Suddenly all of the drama will cease when one of the above mentioned shopper helpers says... "I think she's in here! I wouldn't have noticed her, but she said hi to me." She will point to a rack of children's clothing (not the section she was in when she ran from her mother). Mother will run over, drop to her knees and pull ballerina out of the rack. Ballerina will be mad to have been discovered. She will not embrace her frantic mother... in fact she will fight the hug and try to hit mother...
At least ten of the Target team members will stand around and watch the encounter...
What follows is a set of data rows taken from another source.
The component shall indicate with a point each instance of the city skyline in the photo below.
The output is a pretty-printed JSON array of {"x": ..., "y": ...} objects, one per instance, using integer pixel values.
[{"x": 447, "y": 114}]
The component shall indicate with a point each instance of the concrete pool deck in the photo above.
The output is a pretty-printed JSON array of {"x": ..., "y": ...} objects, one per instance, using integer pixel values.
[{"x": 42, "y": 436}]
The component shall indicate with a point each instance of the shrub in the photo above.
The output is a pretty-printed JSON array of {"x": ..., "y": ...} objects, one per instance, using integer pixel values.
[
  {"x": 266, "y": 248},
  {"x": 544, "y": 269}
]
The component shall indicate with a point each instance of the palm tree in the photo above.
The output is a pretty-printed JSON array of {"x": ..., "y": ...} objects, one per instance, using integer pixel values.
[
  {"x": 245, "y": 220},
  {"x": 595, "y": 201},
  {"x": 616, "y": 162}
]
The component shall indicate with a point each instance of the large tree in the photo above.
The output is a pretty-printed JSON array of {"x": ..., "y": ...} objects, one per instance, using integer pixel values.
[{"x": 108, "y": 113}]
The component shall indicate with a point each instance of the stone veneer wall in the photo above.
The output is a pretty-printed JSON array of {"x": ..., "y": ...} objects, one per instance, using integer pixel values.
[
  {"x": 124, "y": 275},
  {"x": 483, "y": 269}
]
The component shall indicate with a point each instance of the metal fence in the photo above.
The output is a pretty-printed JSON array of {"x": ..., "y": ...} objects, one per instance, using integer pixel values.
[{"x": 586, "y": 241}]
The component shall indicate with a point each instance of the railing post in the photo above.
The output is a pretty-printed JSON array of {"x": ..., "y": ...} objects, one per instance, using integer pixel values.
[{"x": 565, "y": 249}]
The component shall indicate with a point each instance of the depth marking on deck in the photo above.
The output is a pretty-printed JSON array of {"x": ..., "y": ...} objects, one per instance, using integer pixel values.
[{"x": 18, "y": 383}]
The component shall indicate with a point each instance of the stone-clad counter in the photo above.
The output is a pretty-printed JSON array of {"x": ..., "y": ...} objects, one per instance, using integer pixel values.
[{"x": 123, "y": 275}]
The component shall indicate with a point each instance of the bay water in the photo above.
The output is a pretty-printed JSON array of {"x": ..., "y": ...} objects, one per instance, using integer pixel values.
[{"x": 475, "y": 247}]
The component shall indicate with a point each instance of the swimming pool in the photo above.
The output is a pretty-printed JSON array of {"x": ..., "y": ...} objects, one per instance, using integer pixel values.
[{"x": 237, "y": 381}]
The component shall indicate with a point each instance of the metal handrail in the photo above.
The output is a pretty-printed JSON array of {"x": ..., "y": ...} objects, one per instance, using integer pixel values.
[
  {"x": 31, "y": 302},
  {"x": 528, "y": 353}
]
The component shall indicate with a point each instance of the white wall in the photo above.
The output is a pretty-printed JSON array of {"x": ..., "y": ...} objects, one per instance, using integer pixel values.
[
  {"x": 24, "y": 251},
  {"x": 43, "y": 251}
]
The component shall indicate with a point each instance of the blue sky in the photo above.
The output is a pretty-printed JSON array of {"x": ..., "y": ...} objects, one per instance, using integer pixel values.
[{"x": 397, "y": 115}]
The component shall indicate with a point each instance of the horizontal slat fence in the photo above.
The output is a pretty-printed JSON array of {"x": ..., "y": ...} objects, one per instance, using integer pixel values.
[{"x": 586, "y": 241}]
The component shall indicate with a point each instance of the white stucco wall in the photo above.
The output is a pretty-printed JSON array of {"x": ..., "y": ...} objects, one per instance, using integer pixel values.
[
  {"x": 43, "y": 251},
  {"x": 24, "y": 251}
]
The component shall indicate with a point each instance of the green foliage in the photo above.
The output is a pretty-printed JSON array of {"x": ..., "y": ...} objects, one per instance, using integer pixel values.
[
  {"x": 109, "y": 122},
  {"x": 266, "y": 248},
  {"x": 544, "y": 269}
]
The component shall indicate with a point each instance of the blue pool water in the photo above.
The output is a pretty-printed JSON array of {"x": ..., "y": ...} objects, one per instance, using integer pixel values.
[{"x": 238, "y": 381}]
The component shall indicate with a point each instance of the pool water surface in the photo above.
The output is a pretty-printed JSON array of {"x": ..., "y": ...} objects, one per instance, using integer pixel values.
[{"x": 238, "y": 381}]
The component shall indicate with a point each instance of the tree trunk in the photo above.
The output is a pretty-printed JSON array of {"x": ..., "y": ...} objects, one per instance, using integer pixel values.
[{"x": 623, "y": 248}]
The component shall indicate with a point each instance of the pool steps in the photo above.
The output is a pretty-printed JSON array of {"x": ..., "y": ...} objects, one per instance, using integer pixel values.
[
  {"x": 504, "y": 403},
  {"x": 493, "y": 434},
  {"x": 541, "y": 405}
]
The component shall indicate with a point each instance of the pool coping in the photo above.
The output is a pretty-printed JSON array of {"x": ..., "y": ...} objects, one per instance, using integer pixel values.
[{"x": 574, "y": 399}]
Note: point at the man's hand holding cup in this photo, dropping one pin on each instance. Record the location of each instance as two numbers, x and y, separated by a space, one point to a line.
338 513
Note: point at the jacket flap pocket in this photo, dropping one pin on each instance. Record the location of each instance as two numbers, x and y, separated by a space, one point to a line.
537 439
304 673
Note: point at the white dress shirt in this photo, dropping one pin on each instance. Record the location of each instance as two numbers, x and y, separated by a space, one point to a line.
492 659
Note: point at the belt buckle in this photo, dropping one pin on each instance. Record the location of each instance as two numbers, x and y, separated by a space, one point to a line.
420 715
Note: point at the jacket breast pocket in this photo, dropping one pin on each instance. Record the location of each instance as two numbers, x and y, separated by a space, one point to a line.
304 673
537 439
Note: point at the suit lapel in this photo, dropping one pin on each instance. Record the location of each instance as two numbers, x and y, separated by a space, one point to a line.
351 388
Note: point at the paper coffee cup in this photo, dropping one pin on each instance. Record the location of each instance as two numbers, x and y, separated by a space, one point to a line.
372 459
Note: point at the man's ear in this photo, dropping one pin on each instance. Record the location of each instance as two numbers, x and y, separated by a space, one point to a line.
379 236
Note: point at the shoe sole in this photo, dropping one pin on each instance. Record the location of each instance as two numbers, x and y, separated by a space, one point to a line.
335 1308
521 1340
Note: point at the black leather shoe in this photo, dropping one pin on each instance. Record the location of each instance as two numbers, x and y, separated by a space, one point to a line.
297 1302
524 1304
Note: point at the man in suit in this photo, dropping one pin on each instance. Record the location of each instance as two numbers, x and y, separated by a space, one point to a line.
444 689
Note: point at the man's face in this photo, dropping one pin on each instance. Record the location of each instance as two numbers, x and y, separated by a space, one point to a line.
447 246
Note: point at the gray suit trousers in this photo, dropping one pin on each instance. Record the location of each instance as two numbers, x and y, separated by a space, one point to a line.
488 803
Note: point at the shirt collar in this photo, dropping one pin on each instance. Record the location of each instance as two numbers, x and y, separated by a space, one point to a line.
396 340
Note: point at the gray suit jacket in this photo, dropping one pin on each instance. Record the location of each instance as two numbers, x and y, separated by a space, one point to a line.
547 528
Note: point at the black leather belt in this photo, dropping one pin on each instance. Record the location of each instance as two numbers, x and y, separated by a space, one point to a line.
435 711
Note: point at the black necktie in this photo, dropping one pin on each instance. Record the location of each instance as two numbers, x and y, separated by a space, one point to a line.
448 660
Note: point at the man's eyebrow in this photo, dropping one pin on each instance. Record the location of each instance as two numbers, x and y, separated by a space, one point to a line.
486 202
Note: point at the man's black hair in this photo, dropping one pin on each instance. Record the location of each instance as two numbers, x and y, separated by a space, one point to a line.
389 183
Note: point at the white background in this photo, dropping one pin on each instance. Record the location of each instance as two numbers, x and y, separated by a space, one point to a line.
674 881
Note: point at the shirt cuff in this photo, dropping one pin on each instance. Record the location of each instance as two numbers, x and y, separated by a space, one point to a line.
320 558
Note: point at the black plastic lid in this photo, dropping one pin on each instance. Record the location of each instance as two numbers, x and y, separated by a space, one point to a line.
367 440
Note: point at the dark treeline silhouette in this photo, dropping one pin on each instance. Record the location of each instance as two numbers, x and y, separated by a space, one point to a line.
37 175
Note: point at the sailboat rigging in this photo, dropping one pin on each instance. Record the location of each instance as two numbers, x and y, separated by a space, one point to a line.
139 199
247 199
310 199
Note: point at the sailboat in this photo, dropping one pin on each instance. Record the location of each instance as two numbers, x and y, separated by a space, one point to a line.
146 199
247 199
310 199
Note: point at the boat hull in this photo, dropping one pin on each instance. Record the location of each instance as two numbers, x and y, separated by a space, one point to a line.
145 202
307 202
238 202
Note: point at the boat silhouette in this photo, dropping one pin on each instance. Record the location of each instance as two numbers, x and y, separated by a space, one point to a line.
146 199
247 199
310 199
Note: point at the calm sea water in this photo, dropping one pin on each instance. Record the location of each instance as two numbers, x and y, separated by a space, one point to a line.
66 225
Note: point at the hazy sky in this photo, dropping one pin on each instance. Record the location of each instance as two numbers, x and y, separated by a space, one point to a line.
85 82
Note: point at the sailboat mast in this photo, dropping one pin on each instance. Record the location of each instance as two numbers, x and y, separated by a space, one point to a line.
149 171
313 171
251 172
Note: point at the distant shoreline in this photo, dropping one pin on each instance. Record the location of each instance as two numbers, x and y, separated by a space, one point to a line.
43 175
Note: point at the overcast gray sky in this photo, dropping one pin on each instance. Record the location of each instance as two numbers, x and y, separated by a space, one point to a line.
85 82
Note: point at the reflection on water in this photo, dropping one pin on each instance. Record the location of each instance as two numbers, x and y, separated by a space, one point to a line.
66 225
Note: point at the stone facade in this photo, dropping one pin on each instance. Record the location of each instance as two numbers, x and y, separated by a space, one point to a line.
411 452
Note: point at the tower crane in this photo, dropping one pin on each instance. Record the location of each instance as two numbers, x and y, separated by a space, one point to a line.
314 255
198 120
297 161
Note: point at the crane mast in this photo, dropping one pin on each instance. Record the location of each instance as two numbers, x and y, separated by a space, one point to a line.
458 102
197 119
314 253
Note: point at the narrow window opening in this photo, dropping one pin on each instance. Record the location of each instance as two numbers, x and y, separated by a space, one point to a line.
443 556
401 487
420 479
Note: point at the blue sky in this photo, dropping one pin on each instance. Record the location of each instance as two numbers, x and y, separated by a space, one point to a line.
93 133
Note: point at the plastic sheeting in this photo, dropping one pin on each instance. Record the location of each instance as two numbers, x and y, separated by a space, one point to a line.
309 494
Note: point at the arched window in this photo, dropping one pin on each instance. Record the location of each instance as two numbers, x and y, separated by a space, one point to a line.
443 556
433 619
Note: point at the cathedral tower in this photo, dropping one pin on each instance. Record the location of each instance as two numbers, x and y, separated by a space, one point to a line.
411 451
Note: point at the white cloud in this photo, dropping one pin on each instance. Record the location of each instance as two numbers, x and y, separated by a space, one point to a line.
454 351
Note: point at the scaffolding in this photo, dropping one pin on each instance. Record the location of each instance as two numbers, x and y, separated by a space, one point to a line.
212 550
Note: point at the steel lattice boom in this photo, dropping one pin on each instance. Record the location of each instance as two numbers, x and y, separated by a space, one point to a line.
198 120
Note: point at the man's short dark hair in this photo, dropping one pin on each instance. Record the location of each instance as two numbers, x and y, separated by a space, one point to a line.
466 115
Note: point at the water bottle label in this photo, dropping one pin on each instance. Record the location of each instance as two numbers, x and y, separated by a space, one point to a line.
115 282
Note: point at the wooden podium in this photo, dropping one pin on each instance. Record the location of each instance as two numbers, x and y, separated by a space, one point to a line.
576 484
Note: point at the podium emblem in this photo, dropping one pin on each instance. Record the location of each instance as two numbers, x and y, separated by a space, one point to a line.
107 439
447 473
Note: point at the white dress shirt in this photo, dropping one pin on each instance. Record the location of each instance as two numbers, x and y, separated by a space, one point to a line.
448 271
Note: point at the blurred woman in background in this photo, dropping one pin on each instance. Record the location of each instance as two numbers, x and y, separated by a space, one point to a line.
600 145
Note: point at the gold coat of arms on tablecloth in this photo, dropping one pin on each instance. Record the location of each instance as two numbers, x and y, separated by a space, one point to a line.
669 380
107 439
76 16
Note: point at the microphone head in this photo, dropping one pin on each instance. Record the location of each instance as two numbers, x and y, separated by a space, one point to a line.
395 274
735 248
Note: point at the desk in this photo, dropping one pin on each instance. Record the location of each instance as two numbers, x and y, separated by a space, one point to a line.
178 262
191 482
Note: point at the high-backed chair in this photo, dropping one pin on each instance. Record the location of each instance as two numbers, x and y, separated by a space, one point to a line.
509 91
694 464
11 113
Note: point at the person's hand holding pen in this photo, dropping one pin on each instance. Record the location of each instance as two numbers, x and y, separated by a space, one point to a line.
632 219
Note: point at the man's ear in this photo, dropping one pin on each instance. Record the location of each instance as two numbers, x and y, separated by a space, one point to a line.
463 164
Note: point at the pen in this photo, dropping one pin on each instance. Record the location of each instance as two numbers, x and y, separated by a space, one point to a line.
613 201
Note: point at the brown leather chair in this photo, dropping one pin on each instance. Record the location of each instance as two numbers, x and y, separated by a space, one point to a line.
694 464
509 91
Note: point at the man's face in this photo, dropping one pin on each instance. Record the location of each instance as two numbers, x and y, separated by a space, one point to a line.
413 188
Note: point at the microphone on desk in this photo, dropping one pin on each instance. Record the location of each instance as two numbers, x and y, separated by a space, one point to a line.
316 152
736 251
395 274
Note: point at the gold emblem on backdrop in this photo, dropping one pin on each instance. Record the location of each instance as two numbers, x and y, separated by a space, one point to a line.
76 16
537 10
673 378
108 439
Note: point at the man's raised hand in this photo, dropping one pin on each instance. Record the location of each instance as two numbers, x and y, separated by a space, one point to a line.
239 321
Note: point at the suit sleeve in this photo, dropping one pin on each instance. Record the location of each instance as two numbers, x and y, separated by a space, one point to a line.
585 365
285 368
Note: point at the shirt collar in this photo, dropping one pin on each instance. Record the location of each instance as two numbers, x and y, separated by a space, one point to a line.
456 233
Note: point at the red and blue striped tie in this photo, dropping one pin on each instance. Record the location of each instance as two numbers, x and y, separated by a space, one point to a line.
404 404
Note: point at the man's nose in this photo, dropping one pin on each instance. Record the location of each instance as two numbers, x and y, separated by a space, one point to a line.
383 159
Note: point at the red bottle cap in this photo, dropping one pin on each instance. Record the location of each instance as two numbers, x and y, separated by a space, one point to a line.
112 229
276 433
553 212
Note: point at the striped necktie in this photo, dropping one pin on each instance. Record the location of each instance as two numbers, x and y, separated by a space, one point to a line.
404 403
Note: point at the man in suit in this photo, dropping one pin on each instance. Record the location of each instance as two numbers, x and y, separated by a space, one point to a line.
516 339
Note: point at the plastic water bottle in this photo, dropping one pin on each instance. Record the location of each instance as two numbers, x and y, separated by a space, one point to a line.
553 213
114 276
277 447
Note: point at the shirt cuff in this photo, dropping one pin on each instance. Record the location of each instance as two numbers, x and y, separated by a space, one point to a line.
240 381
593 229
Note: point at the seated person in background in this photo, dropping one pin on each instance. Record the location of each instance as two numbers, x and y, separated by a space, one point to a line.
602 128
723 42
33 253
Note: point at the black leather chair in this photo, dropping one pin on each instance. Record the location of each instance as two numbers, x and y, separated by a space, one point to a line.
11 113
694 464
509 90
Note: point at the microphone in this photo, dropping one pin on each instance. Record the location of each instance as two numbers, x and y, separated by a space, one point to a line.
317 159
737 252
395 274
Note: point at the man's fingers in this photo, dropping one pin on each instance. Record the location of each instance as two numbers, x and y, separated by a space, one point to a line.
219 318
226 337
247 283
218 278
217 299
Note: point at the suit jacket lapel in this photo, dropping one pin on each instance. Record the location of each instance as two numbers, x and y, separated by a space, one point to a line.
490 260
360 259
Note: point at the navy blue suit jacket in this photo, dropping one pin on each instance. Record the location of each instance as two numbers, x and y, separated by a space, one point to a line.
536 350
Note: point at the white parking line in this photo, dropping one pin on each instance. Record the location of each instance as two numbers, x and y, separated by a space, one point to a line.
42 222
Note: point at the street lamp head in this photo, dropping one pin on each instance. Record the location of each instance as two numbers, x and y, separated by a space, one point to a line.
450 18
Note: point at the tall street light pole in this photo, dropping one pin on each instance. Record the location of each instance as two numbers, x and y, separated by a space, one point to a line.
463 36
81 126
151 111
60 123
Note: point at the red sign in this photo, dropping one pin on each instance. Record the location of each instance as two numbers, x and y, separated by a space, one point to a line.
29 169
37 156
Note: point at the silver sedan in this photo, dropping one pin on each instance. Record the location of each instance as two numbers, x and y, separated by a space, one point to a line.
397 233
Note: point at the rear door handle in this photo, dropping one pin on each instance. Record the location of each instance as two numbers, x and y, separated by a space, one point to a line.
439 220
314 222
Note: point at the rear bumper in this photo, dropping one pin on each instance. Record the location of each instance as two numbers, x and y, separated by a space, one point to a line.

Store manager will accompany mother to cart, and wait to verify that mother has strapped ballerina into cart. While he will assure grateful mother that it was nothing, this is what he's there for. It will be obvious he does not want mother to make same mistake in letting child walk next to her, because, while Target has proved it can execute a code yellow successfully, he does not want to repeat the drill twice in one day, especially with same child.
Mother will vow to herself that the ballerina will perhaps be allowed to walk free when she turns sixteen. Child will sulk for the rest of shopping trip through baby food and fruit isles. While mother is an emotional wreck, she will finish her shopping, because it took so much effort to actually get to the store. She doesn't want to return anytime soon.
Upon retelling of the story at home later that night older brother will tell mother, I could have found her, no problem... Don't go back to that store again without me. Ballerina will admit that she hid because mommy wouldn't buy her a toy...
Perhaps motherhood isn't complete without such an experience.
The words of an onlooking customer will ring through mother's ears for the rest day..."Let's just praise the Lord right now that she is found and okay." Yes, let's praise the Lord!